Last autumn I attended a fascinating nine week course at the Warwickshire Wildlife Trust on macro moths. I did hear the comment “what do you want to do a course on moths for?” a number of times but it was a fascinating evening class.
It has helped me appreciate the sheer diversity and number of moth species in my garden alone. Most importantly it has helped me understand what I need to do to make the garden a more friendly habitat for both the adult moths and their caterpillars. Of course many of these caterpillars are also food for the many birds we have nesting in the garden as well at this time of year.
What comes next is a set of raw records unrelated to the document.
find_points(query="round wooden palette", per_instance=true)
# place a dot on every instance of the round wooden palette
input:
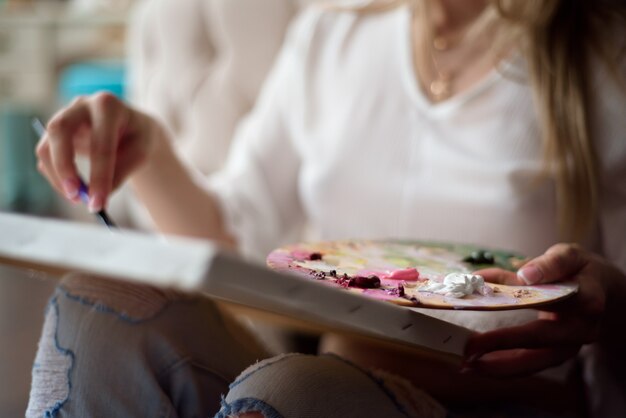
(336, 263)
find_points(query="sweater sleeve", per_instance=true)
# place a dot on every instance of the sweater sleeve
(258, 187)
(609, 129)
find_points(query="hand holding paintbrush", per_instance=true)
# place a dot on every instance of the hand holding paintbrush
(83, 190)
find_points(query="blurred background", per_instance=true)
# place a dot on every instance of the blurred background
(50, 51)
(196, 65)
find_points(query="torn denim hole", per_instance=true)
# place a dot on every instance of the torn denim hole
(243, 405)
(130, 302)
(51, 383)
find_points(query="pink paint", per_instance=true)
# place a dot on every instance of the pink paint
(408, 275)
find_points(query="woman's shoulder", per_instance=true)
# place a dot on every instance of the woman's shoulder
(323, 20)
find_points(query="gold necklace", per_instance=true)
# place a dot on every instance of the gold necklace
(441, 87)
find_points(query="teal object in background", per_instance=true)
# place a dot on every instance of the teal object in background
(22, 187)
(87, 77)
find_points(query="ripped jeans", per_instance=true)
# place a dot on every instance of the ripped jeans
(114, 349)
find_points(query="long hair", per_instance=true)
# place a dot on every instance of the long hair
(558, 39)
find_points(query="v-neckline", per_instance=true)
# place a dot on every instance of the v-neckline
(414, 87)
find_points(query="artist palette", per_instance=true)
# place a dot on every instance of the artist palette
(397, 271)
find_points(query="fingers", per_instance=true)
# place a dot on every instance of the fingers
(108, 122)
(560, 262)
(520, 362)
(94, 125)
(540, 334)
(58, 148)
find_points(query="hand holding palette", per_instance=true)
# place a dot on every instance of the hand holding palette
(415, 274)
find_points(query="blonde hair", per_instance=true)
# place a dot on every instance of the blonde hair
(557, 38)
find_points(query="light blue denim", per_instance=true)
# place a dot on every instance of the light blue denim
(111, 349)
(175, 359)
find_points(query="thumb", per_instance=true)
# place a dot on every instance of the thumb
(558, 263)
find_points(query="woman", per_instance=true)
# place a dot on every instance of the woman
(499, 123)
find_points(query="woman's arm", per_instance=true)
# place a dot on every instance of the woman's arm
(595, 314)
(122, 142)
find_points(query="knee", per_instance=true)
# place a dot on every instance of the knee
(301, 385)
(129, 301)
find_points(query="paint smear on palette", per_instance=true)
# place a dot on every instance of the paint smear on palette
(394, 271)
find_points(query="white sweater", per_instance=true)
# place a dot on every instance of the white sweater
(344, 141)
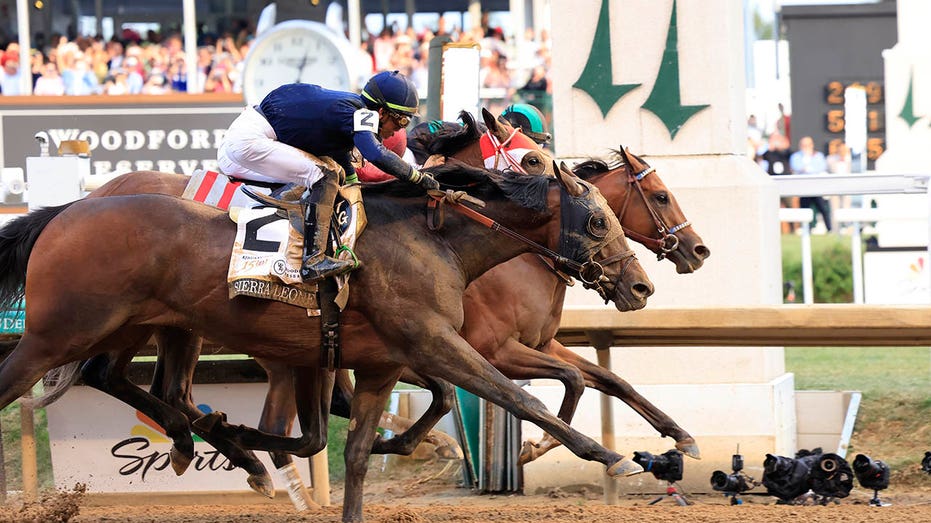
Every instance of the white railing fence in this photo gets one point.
(869, 183)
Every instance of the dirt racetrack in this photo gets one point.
(405, 499)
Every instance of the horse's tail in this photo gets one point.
(56, 382)
(17, 238)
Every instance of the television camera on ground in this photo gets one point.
(664, 467)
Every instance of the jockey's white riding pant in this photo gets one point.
(251, 150)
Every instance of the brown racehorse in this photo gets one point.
(462, 144)
(172, 272)
(500, 322)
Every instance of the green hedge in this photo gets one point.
(831, 268)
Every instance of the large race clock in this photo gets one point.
(297, 51)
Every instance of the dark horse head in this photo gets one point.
(646, 208)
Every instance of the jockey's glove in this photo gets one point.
(424, 180)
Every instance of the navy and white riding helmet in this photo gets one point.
(530, 121)
(392, 90)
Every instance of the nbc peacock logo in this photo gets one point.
(146, 451)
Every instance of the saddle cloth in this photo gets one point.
(268, 249)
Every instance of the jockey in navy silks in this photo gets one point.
(265, 142)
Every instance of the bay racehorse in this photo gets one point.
(497, 143)
(166, 266)
(511, 331)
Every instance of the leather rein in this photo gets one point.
(590, 272)
(668, 240)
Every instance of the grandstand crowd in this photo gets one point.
(155, 63)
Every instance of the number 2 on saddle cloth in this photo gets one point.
(266, 255)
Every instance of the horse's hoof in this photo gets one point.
(179, 461)
(624, 467)
(207, 422)
(262, 483)
(528, 453)
(449, 452)
(689, 448)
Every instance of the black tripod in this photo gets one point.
(671, 492)
(876, 502)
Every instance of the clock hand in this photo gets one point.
(302, 65)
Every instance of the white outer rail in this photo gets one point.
(850, 184)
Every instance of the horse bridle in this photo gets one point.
(591, 273)
(668, 241)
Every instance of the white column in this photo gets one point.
(475, 15)
(541, 17)
(671, 87)
(518, 19)
(190, 48)
(410, 8)
(25, 45)
(98, 12)
(355, 22)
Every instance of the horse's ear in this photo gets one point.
(629, 158)
(567, 179)
(624, 154)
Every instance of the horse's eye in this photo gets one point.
(597, 226)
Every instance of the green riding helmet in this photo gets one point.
(530, 121)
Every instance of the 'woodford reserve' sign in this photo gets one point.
(173, 133)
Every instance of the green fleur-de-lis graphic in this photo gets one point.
(598, 76)
(665, 100)
(908, 109)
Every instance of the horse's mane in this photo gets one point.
(595, 166)
(527, 191)
(448, 140)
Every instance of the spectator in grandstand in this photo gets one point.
(265, 143)
(116, 84)
(538, 81)
(76, 73)
(529, 120)
(809, 161)
(50, 83)
(177, 76)
(10, 73)
(135, 72)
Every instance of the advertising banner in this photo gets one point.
(111, 447)
(122, 137)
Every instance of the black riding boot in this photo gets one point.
(318, 208)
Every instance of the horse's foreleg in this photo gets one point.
(446, 447)
(518, 361)
(313, 389)
(611, 384)
(368, 402)
(451, 358)
(106, 372)
(410, 435)
(279, 410)
(24, 367)
(178, 351)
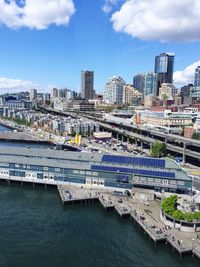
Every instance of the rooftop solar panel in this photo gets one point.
(134, 160)
(134, 171)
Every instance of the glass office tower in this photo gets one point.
(197, 76)
(164, 67)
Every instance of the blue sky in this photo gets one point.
(96, 35)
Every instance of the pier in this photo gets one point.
(20, 137)
(69, 194)
(136, 210)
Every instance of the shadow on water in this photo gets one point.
(37, 230)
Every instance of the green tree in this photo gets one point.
(158, 149)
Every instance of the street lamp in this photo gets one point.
(192, 243)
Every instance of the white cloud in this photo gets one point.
(36, 14)
(163, 20)
(15, 85)
(108, 5)
(185, 76)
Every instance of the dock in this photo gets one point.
(20, 137)
(72, 195)
(154, 233)
(127, 208)
(106, 201)
(123, 210)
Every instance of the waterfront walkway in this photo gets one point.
(146, 216)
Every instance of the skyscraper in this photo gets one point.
(113, 92)
(150, 83)
(54, 93)
(138, 82)
(33, 94)
(197, 76)
(87, 84)
(146, 83)
(164, 67)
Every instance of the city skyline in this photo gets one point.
(45, 51)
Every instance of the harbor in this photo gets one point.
(145, 216)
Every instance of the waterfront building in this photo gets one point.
(131, 95)
(164, 67)
(197, 76)
(17, 104)
(138, 82)
(195, 92)
(168, 119)
(113, 92)
(93, 170)
(54, 93)
(150, 83)
(167, 91)
(87, 84)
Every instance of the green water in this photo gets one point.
(37, 230)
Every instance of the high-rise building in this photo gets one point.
(131, 95)
(138, 82)
(150, 83)
(164, 67)
(146, 83)
(87, 84)
(197, 76)
(113, 92)
(185, 90)
(54, 93)
(33, 94)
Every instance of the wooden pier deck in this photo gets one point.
(123, 210)
(124, 207)
(106, 201)
(154, 233)
(72, 194)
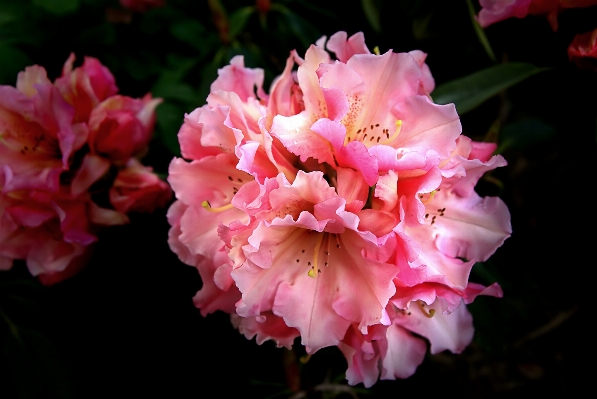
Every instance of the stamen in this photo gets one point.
(396, 133)
(429, 313)
(428, 200)
(208, 207)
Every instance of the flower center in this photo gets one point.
(372, 134)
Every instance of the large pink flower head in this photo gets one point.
(340, 208)
(57, 141)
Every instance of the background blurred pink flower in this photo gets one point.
(497, 10)
(49, 179)
(583, 50)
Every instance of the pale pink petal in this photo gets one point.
(403, 355)
(345, 49)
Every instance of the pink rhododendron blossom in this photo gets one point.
(339, 208)
(583, 50)
(493, 11)
(58, 141)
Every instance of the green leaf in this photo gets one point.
(238, 20)
(372, 13)
(58, 7)
(13, 61)
(300, 27)
(169, 120)
(480, 32)
(471, 91)
(189, 31)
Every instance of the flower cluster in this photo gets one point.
(340, 208)
(68, 165)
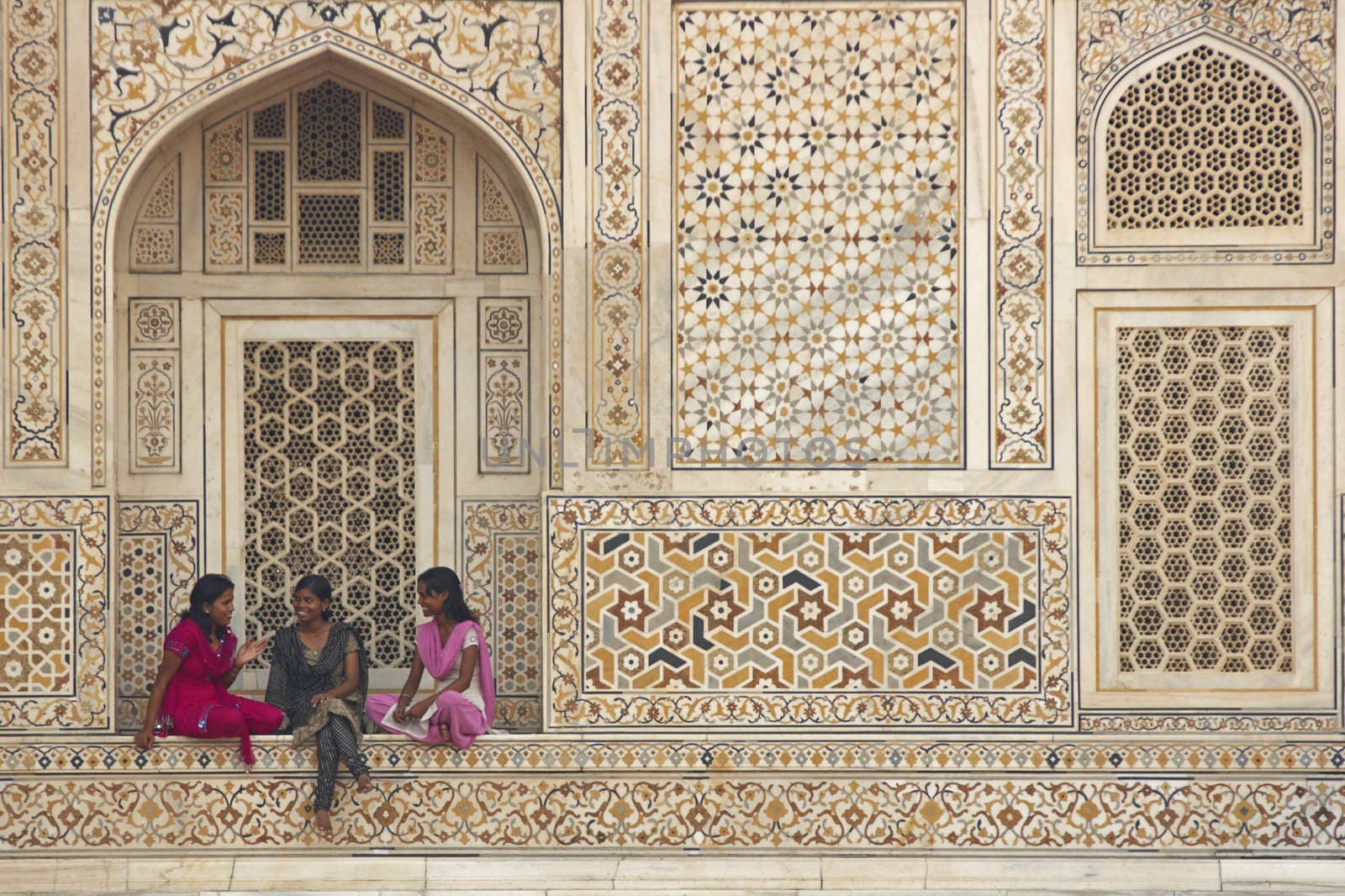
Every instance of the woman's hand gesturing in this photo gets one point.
(249, 651)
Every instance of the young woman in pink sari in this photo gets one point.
(452, 649)
(192, 692)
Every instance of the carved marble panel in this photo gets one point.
(1205, 132)
(504, 560)
(506, 396)
(158, 562)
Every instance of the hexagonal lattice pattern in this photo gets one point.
(1204, 493)
(1204, 140)
(330, 483)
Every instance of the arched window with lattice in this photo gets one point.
(1204, 148)
(329, 177)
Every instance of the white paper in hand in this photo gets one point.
(417, 728)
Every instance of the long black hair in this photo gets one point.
(441, 580)
(208, 589)
(322, 591)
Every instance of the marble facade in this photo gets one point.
(871, 424)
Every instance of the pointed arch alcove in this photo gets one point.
(335, 394)
(1205, 150)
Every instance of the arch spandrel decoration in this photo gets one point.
(1291, 50)
(498, 64)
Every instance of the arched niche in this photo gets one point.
(190, 335)
(1205, 145)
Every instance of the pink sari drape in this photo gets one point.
(463, 719)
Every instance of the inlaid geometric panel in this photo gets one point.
(502, 553)
(155, 235)
(1204, 486)
(710, 611)
(330, 483)
(54, 614)
(501, 246)
(158, 562)
(818, 233)
(1205, 132)
(811, 611)
(37, 640)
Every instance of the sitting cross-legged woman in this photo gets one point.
(192, 690)
(452, 649)
(319, 676)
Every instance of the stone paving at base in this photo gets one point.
(692, 876)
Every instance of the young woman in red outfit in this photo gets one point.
(192, 692)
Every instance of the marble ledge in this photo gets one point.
(1046, 756)
(688, 875)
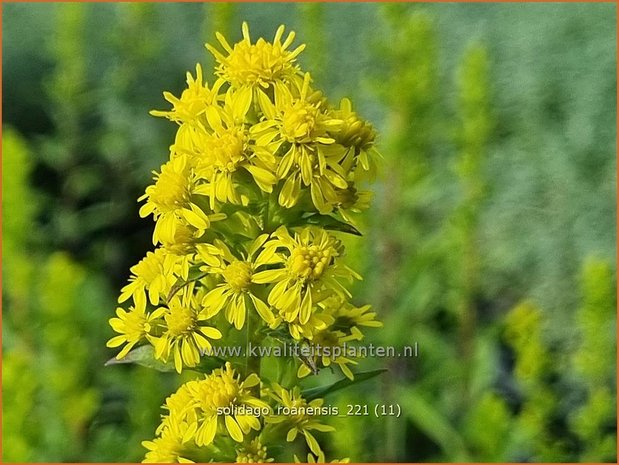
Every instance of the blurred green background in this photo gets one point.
(491, 241)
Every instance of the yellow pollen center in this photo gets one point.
(218, 391)
(261, 62)
(238, 275)
(298, 122)
(180, 321)
(148, 269)
(170, 191)
(309, 262)
(225, 151)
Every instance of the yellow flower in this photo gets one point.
(235, 290)
(325, 343)
(348, 317)
(171, 201)
(260, 64)
(299, 421)
(358, 136)
(193, 101)
(254, 452)
(154, 274)
(184, 332)
(171, 444)
(222, 152)
(317, 322)
(300, 127)
(133, 326)
(223, 389)
(310, 267)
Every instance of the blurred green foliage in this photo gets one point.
(493, 228)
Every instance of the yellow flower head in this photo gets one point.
(300, 417)
(185, 334)
(171, 201)
(348, 316)
(298, 126)
(193, 100)
(220, 150)
(234, 293)
(133, 327)
(310, 267)
(224, 389)
(155, 275)
(260, 64)
(254, 452)
(327, 341)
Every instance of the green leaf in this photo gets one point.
(145, 356)
(332, 224)
(429, 420)
(321, 391)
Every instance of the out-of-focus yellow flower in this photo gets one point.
(254, 452)
(133, 326)
(235, 291)
(310, 266)
(299, 421)
(348, 316)
(261, 64)
(185, 335)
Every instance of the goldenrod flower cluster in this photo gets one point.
(263, 175)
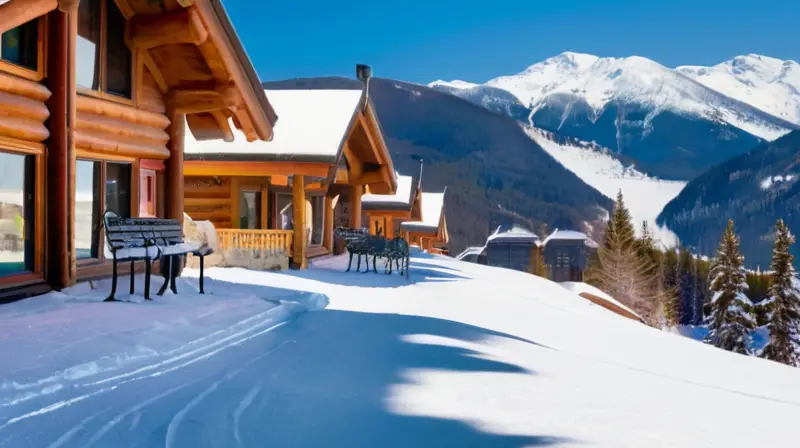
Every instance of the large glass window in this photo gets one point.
(20, 45)
(249, 209)
(88, 206)
(96, 33)
(118, 188)
(99, 186)
(16, 213)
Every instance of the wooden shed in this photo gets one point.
(430, 232)
(289, 194)
(386, 213)
(94, 98)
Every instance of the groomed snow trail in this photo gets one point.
(459, 355)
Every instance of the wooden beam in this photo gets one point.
(327, 223)
(173, 175)
(57, 226)
(224, 125)
(123, 5)
(355, 206)
(18, 12)
(254, 168)
(191, 101)
(178, 27)
(299, 224)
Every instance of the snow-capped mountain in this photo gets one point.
(770, 84)
(669, 124)
(645, 196)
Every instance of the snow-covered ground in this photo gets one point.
(459, 355)
(645, 196)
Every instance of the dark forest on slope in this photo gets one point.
(485, 160)
(754, 189)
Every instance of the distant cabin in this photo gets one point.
(566, 253)
(510, 247)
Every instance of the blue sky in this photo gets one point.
(424, 40)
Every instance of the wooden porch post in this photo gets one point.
(57, 256)
(355, 206)
(299, 218)
(173, 175)
(327, 221)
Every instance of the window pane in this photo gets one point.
(118, 72)
(20, 45)
(118, 189)
(87, 208)
(16, 213)
(250, 210)
(87, 47)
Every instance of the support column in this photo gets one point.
(299, 224)
(327, 224)
(173, 174)
(355, 206)
(58, 266)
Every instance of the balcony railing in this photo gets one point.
(255, 239)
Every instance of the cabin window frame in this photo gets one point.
(102, 61)
(25, 72)
(36, 151)
(101, 194)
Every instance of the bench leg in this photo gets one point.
(132, 277)
(201, 274)
(166, 269)
(113, 282)
(147, 279)
(172, 273)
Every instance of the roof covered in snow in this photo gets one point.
(561, 235)
(313, 126)
(401, 200)
(432, 209)
(512, 233)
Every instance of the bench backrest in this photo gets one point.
(141, 232)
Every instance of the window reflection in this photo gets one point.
(16, 213)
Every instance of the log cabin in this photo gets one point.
(386, 213)
(430, 232)
(94, 99)
(289, 194)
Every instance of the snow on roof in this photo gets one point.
(513, 232)
(313, 124)
(402, 197)
(432, 206)
(579, 287)
(570, 235)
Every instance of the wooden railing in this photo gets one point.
(255, 239)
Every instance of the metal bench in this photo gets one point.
(148, 239)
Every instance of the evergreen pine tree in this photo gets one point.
(620, 270)
(782, 305)
(731, 319)
(671, 286)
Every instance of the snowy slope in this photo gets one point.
(460, 355)
(770, 84)
(587, 79)
(645, 196)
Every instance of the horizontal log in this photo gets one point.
(23, 129)
(113, 127)
(19, 106)
(14, 14)
(208, 168)
(102, 144)
(120, 112)
(178, 27)
(23, 87)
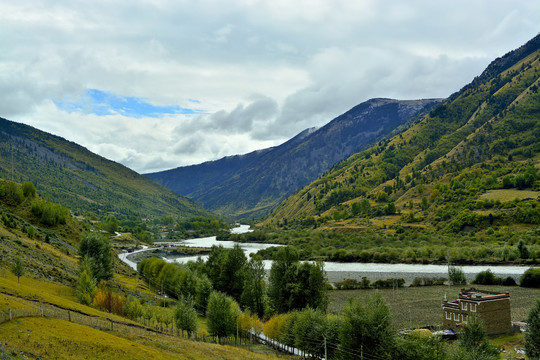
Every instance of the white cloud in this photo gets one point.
(265, 69)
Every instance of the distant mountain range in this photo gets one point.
(251, 185)
(82, 181)
(471, 164)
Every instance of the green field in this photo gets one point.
(421, 306)
(509, 195)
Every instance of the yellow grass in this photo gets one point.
(58, 339)
(509, 195)
(48, 292)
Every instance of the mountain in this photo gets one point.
(470, 164)
(76, 178)
(252, 185)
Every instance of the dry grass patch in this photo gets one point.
(59, 339)
(509, 195)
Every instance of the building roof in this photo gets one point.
(482, 295)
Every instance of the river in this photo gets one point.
(340, 271)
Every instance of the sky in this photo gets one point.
(158, 84)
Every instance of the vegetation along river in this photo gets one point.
(340, 271)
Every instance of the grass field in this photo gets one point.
(58, 339)
(420, 306)
(52, 338)
(509, 195)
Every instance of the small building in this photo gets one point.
(490, 306)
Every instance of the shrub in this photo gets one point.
(29, 190)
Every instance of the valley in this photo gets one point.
(409, 202)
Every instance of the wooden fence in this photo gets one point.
(39, 309)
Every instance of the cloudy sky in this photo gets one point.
(158, 84)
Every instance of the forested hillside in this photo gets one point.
(469, 166)
(251, 185)
(81, 180)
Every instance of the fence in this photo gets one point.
(38, 309)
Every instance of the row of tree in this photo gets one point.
(364, 330)
(292, 285)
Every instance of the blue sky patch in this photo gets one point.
(105, 103)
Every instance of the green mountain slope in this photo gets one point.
(470, 164)
(71, 175)
(251, 185)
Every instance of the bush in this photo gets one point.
(388, 283)
(29, 190)
(50, 213)
(531, 278)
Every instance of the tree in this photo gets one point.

The Scarlet Tiger (Callimorpha dominula) is a relatively large moth (23-27mm). It is typically a southern moth in the UK (south of the Wash), in the south west and rarely in the south east. It has unmistakable white and yellow spots and blotches on black on the forewing and a largely red hindwing which can just be seen in my photograph.
The adults fly in June and July by day and at night. Its preferred habitat is wetlands, including riverbanks and ditches, grassland, coastal habitats (not applicable here!) and gardens ¹.
According to wikipedia the caterpillars mainly feed on comfrey (Symphytum officinale), but also on a number of other plants including Urtica (nettles), Cynoglossum (borage), Fragaria (strawberries), Fraxinus (ash), Geranium, Lamium (dead-nettles), Lonicera (honeysuckle), Myosotis (forget-me-not), Populus (poplar), Prunus (cherry), Ranunculus (buttercup), Rubus (blackberries et al), Salix (willow) and Ulmus (elm) species). All of these are in plentiful supply here in the lanes and in the garden.
¹ “Concise guide to the moths of Great Britain and Ireland” by Martin Townsend and Paul Waring (ISBN 978-1-4729-6583-7)
Scarlet Tiger Moths are in the family Arctiidae, subfamily Arctiinae which includes the tigers, ermines and footman.